As we shall see, both these strategies, and especially the latter, inspired by some core elements of the cult of Dionysus, are explored in Greek tragedy.


  1. The importance of shamanic elements for the emergence of the Greek culture has been emphasized since the now classical study of Eric Dodds, The Greeks and the Irrational (1951).
  2. Commenting on the difference between Vedic hymns and Homeric epic, Jamison and Brereton, in their ‘Introduction’ (2014, 14), write: ‘it [the poetry of the Ṛg-veda] was a type of oral composition very different from what that designation now generally brings to mind in scholarly, especially Homeric, circles. It was not an anonymous floating body of infinitely variable verbal material (re-)composed anew at every performance, generated in great part from fixed formulae that formed the poet’s repertoire. In contrast to the vast sprawl of epic, on which the usual model of oral-formulaic composition was formed and tested, Ṛgvedic oral composition was small-scale and verbally complex. Though orally composed and making use of traditional verbal material, each hymn was composed by a particular poet, who fixed the hymn at the time of composition and who “owned” it, and it was transmitted in this fixed form thereafter.’
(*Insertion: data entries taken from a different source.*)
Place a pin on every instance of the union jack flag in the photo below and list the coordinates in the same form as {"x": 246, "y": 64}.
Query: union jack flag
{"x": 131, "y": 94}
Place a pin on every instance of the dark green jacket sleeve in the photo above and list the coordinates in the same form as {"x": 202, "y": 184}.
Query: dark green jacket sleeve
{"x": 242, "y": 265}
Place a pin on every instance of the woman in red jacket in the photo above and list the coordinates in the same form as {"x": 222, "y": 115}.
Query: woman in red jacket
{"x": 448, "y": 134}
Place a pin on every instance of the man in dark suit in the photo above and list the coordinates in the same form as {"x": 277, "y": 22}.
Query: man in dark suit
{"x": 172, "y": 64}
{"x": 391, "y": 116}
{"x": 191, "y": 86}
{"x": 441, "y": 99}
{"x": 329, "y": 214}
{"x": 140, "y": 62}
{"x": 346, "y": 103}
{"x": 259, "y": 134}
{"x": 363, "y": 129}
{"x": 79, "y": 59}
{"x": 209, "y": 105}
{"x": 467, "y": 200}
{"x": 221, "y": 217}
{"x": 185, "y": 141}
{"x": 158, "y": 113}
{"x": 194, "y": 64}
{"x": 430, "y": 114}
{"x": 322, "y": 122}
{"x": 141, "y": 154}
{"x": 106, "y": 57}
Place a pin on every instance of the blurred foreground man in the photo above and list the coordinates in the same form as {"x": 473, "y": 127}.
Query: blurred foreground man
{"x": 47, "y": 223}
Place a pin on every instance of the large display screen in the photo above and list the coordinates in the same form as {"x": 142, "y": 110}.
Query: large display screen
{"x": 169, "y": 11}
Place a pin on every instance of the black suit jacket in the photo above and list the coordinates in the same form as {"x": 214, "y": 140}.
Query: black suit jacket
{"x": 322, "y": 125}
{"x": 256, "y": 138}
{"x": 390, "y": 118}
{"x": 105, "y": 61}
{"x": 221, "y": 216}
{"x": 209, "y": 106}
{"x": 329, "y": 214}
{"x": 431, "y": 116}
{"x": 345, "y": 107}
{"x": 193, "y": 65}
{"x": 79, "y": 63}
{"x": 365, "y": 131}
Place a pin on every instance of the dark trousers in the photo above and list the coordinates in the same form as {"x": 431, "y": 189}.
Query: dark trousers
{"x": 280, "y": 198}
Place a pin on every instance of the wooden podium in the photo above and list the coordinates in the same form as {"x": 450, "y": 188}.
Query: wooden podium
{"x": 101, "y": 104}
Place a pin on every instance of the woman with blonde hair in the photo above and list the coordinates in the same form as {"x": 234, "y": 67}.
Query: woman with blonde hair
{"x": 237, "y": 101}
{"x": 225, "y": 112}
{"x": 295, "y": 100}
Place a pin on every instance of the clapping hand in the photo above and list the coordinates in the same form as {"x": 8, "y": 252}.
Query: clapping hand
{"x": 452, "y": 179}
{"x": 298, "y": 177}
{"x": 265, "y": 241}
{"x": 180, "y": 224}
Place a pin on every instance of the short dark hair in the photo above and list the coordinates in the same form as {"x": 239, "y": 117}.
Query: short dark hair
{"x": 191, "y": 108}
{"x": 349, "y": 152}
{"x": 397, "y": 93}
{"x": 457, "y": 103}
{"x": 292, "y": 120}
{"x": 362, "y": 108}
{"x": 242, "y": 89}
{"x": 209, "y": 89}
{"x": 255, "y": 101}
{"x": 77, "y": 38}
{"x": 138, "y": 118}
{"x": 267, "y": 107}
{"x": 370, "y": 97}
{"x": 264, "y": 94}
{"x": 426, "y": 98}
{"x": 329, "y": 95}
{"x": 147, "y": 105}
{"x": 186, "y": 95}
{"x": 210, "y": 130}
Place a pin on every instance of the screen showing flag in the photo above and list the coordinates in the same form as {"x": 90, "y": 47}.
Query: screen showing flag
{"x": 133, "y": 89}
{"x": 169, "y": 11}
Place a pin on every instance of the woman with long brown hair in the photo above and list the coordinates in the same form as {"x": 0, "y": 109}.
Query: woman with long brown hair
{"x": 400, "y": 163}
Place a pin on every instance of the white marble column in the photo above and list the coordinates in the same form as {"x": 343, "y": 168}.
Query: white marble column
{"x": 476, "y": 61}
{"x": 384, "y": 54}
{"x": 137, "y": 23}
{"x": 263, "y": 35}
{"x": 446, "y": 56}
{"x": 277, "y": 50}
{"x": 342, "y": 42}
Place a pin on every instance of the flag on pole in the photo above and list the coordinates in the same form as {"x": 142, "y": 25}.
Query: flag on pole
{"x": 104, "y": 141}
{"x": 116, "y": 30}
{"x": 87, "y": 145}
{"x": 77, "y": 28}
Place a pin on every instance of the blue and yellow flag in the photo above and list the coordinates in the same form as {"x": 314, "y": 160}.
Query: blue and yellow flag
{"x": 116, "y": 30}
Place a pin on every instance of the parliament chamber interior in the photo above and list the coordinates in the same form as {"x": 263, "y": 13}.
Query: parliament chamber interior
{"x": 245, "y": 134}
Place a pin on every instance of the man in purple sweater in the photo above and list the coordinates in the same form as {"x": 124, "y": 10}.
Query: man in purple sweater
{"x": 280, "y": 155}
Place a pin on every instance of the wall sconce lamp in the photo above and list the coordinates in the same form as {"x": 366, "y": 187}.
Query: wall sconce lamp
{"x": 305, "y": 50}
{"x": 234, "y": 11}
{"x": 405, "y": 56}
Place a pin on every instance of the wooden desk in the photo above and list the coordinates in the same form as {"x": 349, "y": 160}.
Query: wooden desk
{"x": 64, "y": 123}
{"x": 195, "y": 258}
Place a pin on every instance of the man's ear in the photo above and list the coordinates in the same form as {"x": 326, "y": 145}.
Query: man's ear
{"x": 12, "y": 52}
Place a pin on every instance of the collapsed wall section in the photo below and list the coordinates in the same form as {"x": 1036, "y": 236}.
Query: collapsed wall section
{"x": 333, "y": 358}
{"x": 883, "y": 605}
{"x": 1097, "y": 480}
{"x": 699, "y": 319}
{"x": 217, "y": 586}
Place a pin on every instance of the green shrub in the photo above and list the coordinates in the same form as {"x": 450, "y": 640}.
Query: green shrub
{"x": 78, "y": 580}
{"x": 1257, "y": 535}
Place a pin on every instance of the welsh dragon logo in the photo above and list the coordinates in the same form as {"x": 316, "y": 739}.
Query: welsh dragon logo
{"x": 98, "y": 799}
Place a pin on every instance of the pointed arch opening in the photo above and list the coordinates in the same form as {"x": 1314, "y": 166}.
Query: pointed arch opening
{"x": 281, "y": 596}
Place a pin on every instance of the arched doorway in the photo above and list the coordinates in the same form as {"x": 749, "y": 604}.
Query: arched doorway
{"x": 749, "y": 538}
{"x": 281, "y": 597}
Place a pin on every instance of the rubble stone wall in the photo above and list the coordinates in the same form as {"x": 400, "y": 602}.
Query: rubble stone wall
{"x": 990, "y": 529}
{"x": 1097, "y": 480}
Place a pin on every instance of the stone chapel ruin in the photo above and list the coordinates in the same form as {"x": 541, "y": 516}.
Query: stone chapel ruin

  3. For a brief overview, see Parker 2011, 250-255. For a more detailed treatment, see Walter Burkert, Ancient Mystery Cults (1987) and Hugh Bowden, Mystery Cults of the Ancient World (2010).
  4. For more details, see Jennifer Larson, Ancient Greek Cults. A Guide (2007), chapter 6.
  5. For further comparisons between rebirth views in ancient Greece and India, see Thomas McEvilley, The Shape of Ancient Thought (2002), chapter 4, who also argues why the most likely historical diffusion route for the doctrine of ethical rebirth goes from India towards Greece (possibly via Egypt) around the seventh or sixth century BCE.
  6. Radcliffe G. Edmonds III, Redefining Ancient Orphism. A Study in Greek Religion (2013) has recently argued that there is no unified ‘orphic’ tradition, but rather a series of doctrines and views that in time came to be associated under the same reference to the mythic Orpheus. The interested reader can look at this study as an entry point into the debate on this aspect.
  7. For further details, see Jennifer Larson, Ancient Greek Cults. A Guide (2007), chapter 10.
  8. Rouget, Music and Trance (1990), part II, chapter 1 offers a detailed account of Dionysian cults as forms of possession trance and discusses the role of music in their enaction.
  9. For a discussion of atheism in Ancient Greece, see Tim Whitmarsh, Battling the Gods: Atheism in the Ancient World (2015).